3. perancang harus mampu menggunakan kata-kata yang tepat, dan menghindari penempatan
kata-kata yang salah dalam suatu kalimat norma, seperti kecuali, selain, di samping.
Contoh : Kecuali menjalani hukuman, terpidana diwajibkan. Seharusnya kalimat norma
di atas berbunyi: Selain menjalani hukuman, terpidana diwajibkan..

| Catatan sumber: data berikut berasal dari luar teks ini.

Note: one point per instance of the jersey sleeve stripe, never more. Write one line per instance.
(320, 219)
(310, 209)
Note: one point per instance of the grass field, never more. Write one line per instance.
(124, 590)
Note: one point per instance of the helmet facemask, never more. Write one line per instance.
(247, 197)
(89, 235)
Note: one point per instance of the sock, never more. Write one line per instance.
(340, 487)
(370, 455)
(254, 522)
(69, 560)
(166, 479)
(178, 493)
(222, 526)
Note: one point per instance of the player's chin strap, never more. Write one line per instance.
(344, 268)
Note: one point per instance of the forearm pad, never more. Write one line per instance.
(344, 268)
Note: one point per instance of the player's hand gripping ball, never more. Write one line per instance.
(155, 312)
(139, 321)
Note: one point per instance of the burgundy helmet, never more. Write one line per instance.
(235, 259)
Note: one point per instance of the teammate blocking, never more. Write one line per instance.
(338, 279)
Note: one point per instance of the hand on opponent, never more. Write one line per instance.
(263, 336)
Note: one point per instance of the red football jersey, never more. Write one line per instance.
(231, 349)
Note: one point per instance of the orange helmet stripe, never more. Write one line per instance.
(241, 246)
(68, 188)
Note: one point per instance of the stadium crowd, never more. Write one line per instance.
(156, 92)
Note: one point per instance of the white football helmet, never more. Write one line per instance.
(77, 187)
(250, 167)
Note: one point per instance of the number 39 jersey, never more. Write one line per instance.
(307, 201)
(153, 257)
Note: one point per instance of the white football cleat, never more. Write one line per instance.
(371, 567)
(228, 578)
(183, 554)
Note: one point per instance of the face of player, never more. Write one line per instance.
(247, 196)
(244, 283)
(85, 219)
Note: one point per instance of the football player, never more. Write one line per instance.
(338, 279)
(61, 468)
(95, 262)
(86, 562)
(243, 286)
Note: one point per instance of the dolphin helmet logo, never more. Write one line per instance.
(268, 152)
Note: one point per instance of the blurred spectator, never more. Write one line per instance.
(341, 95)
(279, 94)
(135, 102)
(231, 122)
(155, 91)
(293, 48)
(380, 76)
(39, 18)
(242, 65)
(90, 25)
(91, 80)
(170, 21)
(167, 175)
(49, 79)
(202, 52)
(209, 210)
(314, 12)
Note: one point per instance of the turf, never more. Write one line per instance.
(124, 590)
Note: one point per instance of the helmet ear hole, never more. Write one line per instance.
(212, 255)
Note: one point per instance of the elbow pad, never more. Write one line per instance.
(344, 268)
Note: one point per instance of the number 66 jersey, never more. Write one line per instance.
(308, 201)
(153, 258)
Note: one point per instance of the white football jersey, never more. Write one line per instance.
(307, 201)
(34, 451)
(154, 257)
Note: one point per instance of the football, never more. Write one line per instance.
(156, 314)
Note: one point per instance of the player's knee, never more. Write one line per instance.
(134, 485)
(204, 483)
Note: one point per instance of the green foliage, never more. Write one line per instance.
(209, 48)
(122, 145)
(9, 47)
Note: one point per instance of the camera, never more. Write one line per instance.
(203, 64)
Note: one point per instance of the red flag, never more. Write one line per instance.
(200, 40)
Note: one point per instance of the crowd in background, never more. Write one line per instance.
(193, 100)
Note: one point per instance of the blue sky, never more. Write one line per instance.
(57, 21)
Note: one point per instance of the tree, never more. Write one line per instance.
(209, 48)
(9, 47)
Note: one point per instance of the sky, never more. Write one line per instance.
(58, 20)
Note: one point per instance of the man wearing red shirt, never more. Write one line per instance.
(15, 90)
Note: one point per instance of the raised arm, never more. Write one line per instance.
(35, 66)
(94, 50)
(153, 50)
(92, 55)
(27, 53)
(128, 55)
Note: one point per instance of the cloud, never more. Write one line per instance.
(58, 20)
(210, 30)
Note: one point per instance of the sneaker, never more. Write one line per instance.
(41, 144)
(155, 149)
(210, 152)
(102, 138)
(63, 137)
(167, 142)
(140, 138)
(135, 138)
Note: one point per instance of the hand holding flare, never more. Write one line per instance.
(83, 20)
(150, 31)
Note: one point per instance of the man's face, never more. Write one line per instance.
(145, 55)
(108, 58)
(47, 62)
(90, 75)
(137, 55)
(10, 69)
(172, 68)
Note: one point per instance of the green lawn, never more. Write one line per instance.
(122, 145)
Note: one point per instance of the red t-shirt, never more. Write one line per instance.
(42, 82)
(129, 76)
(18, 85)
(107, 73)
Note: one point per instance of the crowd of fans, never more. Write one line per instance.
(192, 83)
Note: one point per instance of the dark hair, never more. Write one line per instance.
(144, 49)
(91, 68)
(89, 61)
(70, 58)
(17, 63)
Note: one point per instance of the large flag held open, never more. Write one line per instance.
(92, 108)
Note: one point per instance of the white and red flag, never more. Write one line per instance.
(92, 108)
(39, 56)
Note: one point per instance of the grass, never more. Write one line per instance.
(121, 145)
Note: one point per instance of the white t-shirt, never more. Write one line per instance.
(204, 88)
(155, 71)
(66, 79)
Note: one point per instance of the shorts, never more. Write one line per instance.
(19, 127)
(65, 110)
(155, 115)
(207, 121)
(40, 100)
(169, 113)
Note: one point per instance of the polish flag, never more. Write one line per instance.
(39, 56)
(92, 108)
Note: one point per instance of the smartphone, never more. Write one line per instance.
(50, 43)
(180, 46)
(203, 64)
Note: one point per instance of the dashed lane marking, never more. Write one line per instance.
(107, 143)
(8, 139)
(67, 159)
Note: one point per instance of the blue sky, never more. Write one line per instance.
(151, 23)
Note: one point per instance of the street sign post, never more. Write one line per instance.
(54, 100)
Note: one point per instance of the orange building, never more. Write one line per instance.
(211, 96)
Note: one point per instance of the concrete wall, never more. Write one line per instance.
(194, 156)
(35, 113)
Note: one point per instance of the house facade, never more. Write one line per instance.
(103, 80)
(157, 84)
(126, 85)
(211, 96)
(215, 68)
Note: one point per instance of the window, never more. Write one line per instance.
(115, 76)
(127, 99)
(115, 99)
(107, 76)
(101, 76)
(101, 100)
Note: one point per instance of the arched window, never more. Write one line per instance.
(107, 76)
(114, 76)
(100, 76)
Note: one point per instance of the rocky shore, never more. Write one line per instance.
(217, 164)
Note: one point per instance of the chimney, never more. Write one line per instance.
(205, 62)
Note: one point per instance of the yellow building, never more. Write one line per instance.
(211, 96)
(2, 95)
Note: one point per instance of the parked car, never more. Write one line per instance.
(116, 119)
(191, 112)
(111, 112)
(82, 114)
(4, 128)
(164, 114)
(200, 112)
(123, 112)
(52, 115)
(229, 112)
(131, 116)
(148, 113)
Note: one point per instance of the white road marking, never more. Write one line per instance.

Contoh lain : Kecuali putusan hakim menentukan.. Sebaiknya kalimat tersebut langsung
saja menyatakan : Dalam hal putusan hakim.., maka
Kata Kecuali pada dasarnya merupakan penyimpangan dari prinsip umum atau norma umum,
seperti contoh: Kecuali pegawai gol IV, seluruh pegawai negeri harus hadir dalam mengikuti
upacara bendera.
Kata kecuali bisa ditempatkan dibelakang kalimat tertentu jika yang dibatasi hanya kata yang
bersangkutan, seperti yang dimaksud anak buah kapal adalah mualim, juru mudi, koki,
kecuali koki magang, dan pelaut.
4. Perancang harus cakap menggunakan kalimat norma pengandaian seperti : dalam hal, jika,
apabila, dan pada saat
Penggunaan kata-kata tersebut harus dipilah-pilah sesuai dengan rasa bahasa yang dikaitkan
dengan penalarannya.
Kata-kata (frase) dalam hal digunakan untuk satu keadaan kemungkinan kondisi yang mungkin

terjadi ataupun tidak mungkin terjadi. Contoh : Dalam hal Presiden berhalangan tetap,
maka... Kata Jika digunakan untuk kemungkinan atau keadaan yang akan terjadi lebih dari
sekali, contoh: Jika perusahaan itu melanggar kewajiban yang dimaksud dalam
pasalberturut-turut, maka.. Prase Pada saat digunakan untuk kemungkinan atau
keadaan yang pasti akan terjadi pada suatu saat pada masa yang akan datang, misalnya pada saat
seseorang mencapai umur 18 tahun, maka Kata apabila digunakan untuk pengandaian yang
berhubungan dengan waktu, misalnya : Apabila dalam waktu tiga bulan, penggugat tidak
mengajukan gugatannya ke pengadilan, maka..
5. Perancang harus mampu memilih dan menggunakan kata-kata yang tepat dan tegas dalam
kalimat norma, seperti kata kumulatif dan alternatif yaitu kata dan dan atau, seperti contoh :
Jika ada seseorang yang dituduh korupsi dengan pidana penjara 10 tahun dan denda 500 juta,
maka kalimat ini akan membingungkan bagi hakim yang memutus perkara apakah yang
dimaksud kumulatif atau alternatif. Sebaiknya digunakan perumusan keduanya alternatif dan
kumulatif dengan menggunakan kata-kata dan/atau.